The spring 2024 The Trouble Begins Lecture Series presented by the Center for Mark Twain Studies (CMTS) continues at 7:00 p.m., Wednesday, May 15 at Quarry Farm and will continue each Wednesday through May. The lectures are free and open to the public and recordings of the lectures will be posted to the CMTS website.

Rafael Walker, Assistant Professor of English at Baruch College, City University of New York, will present The Mixed-Race Fiction of Charles Chesnutt and Mark Twain.”

Walker will delve into Mark Twain’s novel Pudd’nhead Wilson by putting it into context with the issues of race in the 1890s. Walker will also compare Twain to one of his contemporaries, Charles Waddell Chesnutt. Both authors wrote fiction demonstrating the arbitrariness of race, at a time when many of their compatriots were insisting on its primacy. The stakes were different for Twain, who was trying to be a good citizen while Chesnutt (a man fair enough to pass for white but who let himself be identified as black) was fighting for his life and the lives of others like him. Both authors are counted among the first to have moved beyond propaganda in portraying mixed-race characters and yet both of their novels are often unliked. Walker will suggest that the disorderliness of both their works is less the result of carelessness than the product of the disorderliness of their subject matter—race in an era convinced that the concept mattered yet couldn’t be consistently defined.

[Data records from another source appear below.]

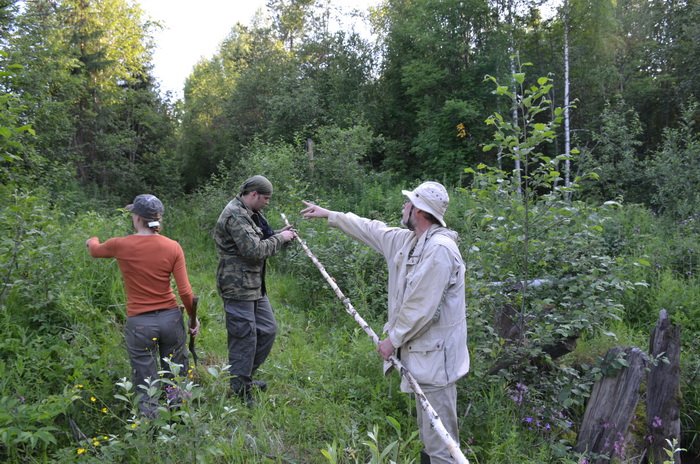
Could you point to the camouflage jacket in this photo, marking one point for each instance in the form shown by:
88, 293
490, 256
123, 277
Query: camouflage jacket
242, 250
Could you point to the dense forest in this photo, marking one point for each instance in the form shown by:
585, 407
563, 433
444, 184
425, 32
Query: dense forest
567, 138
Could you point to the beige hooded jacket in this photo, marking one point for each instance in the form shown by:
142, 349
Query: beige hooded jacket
427, 312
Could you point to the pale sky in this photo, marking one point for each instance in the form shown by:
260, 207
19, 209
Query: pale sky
193, 30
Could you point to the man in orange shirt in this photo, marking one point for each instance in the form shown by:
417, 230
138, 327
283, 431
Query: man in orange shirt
154, 328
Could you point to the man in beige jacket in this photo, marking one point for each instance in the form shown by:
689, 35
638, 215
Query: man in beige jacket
426, 325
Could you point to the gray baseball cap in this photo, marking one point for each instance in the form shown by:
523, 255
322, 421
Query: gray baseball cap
147, 206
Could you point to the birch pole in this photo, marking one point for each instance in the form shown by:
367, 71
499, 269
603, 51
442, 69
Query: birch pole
435, 421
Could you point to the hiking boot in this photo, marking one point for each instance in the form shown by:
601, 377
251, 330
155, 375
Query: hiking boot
260, 385
243, 391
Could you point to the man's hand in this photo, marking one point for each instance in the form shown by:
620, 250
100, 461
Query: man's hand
288, 234
194, 327
385, 349
314, 211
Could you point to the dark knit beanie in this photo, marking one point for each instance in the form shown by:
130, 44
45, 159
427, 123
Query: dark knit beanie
258, 184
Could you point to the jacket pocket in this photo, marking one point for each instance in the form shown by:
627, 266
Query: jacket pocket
252, 278
425, 359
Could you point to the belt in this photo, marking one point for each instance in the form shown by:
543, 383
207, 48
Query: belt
157, 311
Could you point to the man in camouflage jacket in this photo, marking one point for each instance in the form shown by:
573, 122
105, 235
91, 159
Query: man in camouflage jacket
243, 241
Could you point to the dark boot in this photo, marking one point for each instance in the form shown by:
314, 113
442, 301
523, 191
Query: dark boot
424, 457
242, 389
260, 385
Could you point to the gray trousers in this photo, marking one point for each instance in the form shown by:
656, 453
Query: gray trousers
150, 337
444, 401
251, 328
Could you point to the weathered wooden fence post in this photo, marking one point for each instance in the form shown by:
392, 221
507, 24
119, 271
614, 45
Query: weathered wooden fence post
611, 407
663, 389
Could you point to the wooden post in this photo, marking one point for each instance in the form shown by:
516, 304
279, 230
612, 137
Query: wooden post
663, 390
611, 407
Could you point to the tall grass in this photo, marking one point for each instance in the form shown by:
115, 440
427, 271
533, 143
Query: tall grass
64, 390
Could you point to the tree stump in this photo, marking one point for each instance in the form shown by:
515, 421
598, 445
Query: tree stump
663, 390
611, 406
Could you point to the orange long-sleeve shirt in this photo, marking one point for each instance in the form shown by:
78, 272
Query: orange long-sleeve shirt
146, 263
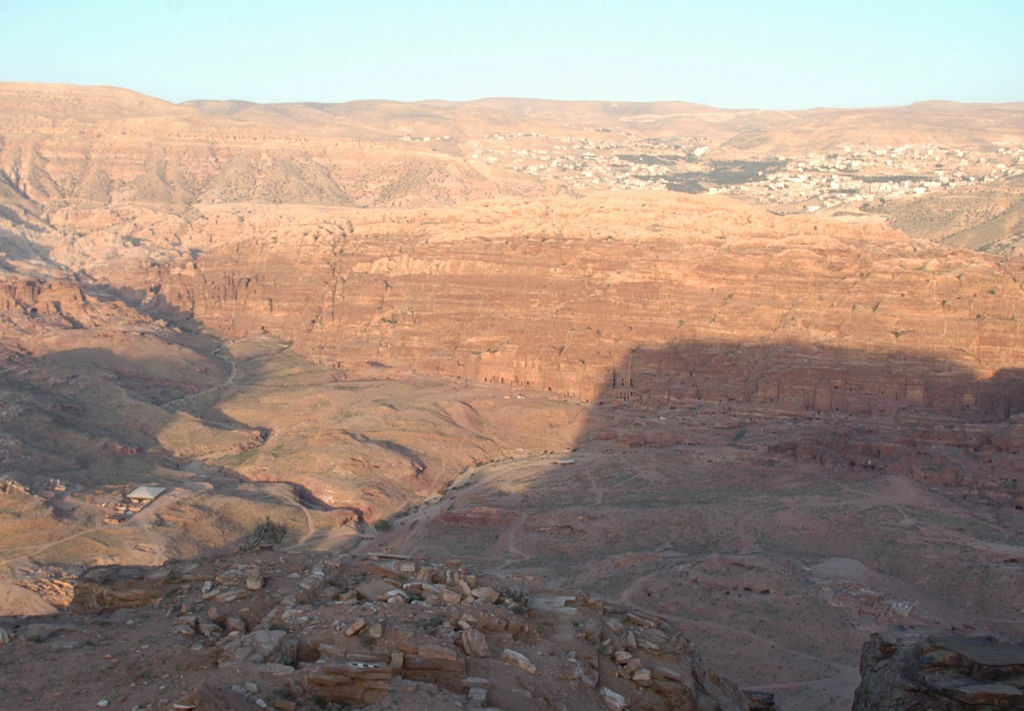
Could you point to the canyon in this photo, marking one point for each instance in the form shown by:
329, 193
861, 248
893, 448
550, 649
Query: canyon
777, 431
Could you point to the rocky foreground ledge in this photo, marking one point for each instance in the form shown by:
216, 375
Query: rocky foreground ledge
908, 671
288, 631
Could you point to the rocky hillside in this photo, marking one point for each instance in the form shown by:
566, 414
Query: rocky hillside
296, 631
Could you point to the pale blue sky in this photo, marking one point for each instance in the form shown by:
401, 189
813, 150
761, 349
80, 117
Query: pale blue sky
739, 53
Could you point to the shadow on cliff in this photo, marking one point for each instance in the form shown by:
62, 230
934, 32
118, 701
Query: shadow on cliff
798, 378
841, 410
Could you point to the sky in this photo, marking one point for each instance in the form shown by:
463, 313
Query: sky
730, 53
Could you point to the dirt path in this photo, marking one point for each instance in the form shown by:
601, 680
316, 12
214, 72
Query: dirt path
225, 356
51, 544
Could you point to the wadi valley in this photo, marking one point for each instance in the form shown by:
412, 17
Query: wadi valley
509, 404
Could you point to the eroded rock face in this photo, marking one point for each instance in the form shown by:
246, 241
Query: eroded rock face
112, 587
940, 672
721, 302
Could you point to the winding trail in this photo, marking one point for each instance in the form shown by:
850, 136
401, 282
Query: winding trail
225, 356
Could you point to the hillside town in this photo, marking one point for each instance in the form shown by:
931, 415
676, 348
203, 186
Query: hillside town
808, 182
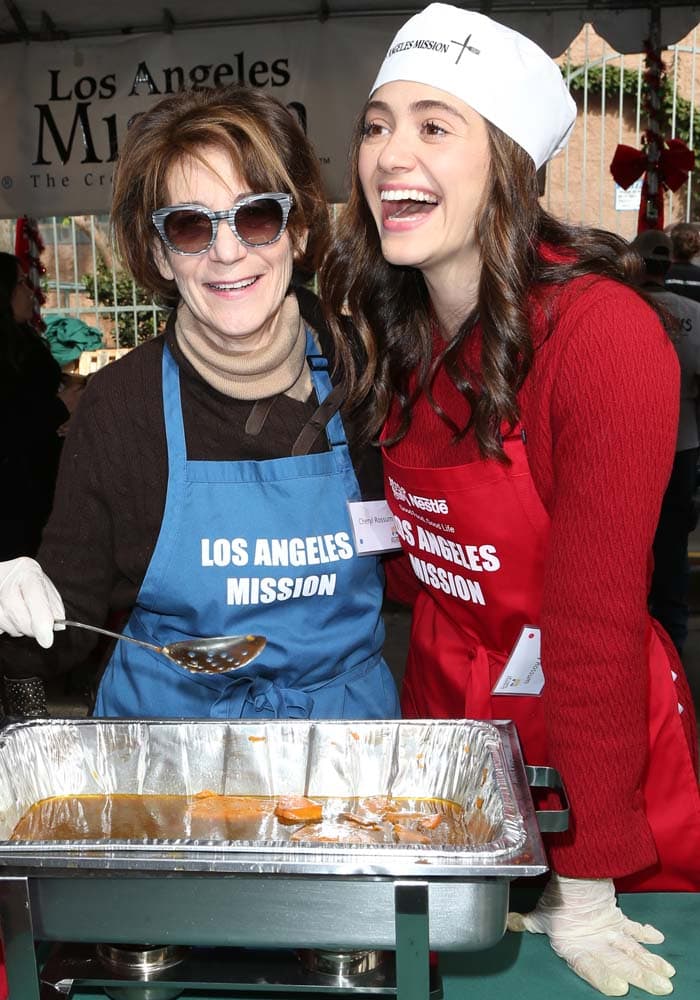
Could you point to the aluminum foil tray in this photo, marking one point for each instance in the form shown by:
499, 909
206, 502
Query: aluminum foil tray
457, 760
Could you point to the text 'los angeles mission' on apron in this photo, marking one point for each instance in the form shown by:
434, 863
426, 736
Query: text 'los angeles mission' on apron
265, 548
476, 535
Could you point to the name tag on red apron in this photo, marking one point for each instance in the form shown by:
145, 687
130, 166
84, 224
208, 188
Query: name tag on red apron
373, 526
522, 673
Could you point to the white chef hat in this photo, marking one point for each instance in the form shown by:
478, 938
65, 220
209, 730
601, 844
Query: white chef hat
500, 73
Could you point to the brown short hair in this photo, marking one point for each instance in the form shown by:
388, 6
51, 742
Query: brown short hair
686, 241
267, 147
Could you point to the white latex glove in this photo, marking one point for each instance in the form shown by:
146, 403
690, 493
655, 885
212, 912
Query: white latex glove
29, 602
588, 930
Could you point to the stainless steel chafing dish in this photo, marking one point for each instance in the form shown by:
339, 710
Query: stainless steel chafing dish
265, 894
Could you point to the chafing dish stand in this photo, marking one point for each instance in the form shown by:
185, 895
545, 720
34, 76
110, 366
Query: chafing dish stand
147, 903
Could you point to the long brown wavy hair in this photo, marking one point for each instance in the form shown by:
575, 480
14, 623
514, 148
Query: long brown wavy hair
391, 340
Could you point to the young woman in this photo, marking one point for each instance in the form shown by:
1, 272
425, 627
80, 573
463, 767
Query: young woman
529, 400
207, 479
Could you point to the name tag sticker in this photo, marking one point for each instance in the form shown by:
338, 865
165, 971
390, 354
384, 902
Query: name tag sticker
522, 673
373, 527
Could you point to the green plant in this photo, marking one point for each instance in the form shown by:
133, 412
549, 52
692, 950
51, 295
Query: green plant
629, 82
133, 322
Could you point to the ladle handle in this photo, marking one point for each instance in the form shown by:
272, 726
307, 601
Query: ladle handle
105, 631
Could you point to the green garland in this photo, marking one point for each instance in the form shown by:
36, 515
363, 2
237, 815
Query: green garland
630, 87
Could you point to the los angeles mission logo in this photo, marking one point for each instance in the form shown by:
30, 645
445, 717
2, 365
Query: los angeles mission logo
433, 505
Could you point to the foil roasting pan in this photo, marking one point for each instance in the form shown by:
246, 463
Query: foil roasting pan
266, 894
476, 765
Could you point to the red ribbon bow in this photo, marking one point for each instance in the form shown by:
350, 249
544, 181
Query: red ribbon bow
675, 163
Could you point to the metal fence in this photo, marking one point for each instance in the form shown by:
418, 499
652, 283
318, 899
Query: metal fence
84, 281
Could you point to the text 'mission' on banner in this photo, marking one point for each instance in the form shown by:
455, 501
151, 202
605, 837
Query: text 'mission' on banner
66, 105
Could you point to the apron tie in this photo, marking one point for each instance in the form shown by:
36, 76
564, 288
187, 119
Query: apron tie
264, 697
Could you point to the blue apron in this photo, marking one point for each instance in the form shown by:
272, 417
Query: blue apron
265, 548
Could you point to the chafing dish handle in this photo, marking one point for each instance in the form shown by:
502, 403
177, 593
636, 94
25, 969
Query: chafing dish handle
549, 820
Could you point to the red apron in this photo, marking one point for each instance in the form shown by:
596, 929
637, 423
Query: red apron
476, 536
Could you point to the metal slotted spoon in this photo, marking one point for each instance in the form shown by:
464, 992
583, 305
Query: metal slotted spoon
215, 655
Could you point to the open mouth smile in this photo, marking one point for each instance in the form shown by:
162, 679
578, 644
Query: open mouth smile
405, 205
232, 286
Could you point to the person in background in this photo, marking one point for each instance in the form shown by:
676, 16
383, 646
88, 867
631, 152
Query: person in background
668, 597
683, 276
33, 408
207, 481
527, 400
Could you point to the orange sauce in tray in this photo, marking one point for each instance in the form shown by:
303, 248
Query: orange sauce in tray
294, 819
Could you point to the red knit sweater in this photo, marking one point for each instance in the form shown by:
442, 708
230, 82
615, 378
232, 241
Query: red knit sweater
600, 409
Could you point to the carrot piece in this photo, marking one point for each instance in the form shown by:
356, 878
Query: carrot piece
297, 809
430, 822
403, 835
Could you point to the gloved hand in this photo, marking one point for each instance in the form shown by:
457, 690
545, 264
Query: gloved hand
588, 930
29, 602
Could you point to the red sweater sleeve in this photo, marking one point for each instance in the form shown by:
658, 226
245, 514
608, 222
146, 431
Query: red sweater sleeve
601, 411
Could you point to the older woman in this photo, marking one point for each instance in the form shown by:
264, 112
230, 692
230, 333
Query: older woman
207, 480
525, 460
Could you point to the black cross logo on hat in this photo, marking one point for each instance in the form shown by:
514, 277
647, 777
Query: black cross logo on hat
465, 45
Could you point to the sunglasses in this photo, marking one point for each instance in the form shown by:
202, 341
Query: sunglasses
256, 220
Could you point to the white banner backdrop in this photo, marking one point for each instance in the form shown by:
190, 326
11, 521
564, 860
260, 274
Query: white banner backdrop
67, 106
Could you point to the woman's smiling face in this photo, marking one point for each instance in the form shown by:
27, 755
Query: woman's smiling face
424, 168
233, 292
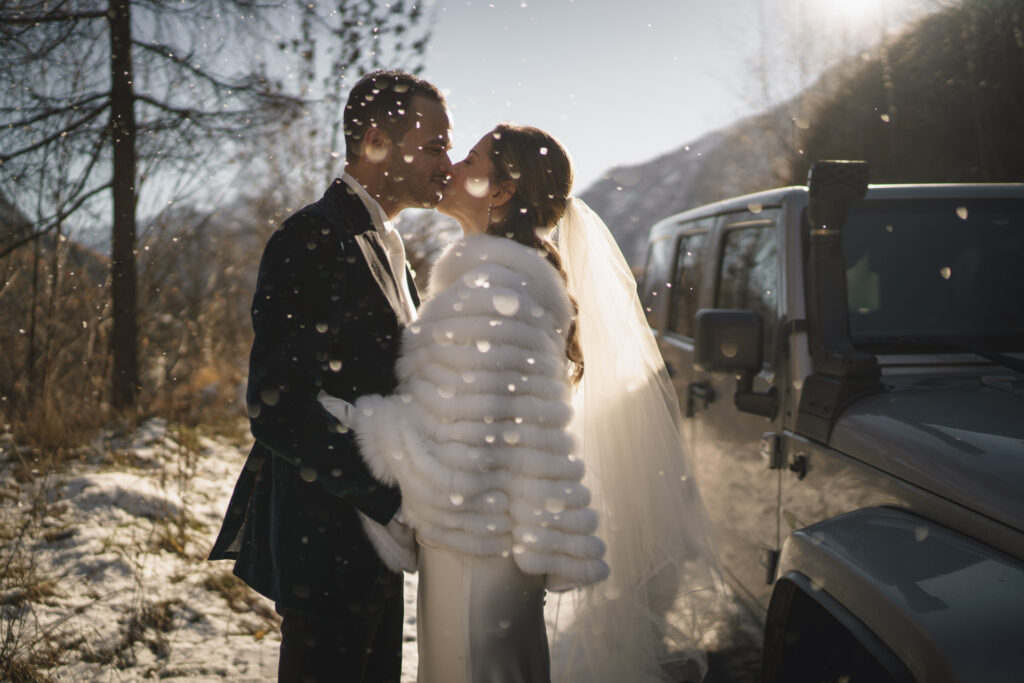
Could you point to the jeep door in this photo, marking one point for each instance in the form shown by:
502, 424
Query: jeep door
675, 266
739, 489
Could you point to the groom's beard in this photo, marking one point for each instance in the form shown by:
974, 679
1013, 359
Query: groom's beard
412, 186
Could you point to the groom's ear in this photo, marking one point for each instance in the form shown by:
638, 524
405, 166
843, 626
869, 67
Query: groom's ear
503, 193
376, 144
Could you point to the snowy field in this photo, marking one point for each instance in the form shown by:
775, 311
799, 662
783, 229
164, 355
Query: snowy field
103, 577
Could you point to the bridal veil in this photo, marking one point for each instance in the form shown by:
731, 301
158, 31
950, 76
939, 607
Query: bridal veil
647, 622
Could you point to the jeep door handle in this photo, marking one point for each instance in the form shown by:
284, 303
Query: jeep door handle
695, 391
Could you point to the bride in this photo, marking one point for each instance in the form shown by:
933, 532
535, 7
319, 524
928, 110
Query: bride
534, 434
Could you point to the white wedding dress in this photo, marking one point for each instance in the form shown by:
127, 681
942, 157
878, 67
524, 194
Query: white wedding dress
481, 619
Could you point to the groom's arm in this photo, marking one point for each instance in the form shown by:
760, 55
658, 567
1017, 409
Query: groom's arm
297, 308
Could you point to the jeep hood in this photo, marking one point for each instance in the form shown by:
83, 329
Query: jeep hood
962, 438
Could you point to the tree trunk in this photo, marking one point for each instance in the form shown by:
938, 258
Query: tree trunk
124, 341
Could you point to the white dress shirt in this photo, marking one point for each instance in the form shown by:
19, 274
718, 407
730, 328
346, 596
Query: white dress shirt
391, 241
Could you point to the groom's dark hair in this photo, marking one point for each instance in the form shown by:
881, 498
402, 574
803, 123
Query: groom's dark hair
382, 99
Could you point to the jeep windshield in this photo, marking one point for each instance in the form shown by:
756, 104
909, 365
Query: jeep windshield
931, 275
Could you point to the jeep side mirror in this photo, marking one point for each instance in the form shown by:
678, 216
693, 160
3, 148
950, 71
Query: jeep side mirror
733, 341
729, 340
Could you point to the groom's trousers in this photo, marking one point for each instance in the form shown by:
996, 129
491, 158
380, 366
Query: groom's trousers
363, 646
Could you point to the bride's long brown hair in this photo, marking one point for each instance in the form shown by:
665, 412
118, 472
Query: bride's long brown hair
540, 169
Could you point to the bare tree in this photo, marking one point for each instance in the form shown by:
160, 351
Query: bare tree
126, 91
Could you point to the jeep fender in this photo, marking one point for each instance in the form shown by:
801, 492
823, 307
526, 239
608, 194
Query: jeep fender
947, 607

Rafael Walker is Assistant Professor of English at Baruch College, City University of New York, where he is also affiliate faculty in both the Department of Black and Latino Studies and in the Program and Women and Gender Studies. He has published on many topics both in American literature and in higher education, his work appearing in varied venues, such as MELUSArizona Quarterly, J19, Twentieth-Century Literature, and The Chronicle of Higher Education, to name a few. He has put together a critical edition of Kate Chopin’s work, The Awakening and Other Stories (published with Warbler Press Classics) and a new edition of Nella Larsen’s Passing for Broadview Press. Walker is working on two book-length monographs—one on the American realist novel and the other on biraciality in American culture. He also has served on the editorial board for J19: The Journal for the Society of Nineteenth-Century Americanists.

The Trouble Begins Lectures are open to the public and begin at 7:00 p.m. in the Barn at Quarry Farm. The Series will continue on Wednesdays throughout May with recordings of each posted to the CMTS website.

Upcoming 2024 Spring Trouble Begins Lectures:

  • Wed., May 22: “Mark Twain’s 70th at Delmonico’s: The Dawn of a New Era in American Literature” by Tess Chakkalakal, Bowdoin College.
  • Wed., May 29: “Mark Twain’s Caste Studies in Following the Equator” by Susan Gillman, University of California, Santa Cruz. 

About The Trouble Begins Lecture Series

In 1984, the Elmira College Center for Mark Twain Studies initiated a lecture series, The Trouble Begins at Eight lecture series. The title came from the handbill advertising Mark Twain’s October 2, 1866 lecture presented at Maguire’s Academy of Music in San Francisco. The first lectures were presented in 1985. By invitation, Mark Twain scholars present lectures in the fall and spring of each year, in the Barn at Quarry Farm or at Peterson Chapel in Cowles Hall on Elmira College’s campus. All lectures are free and open to the public.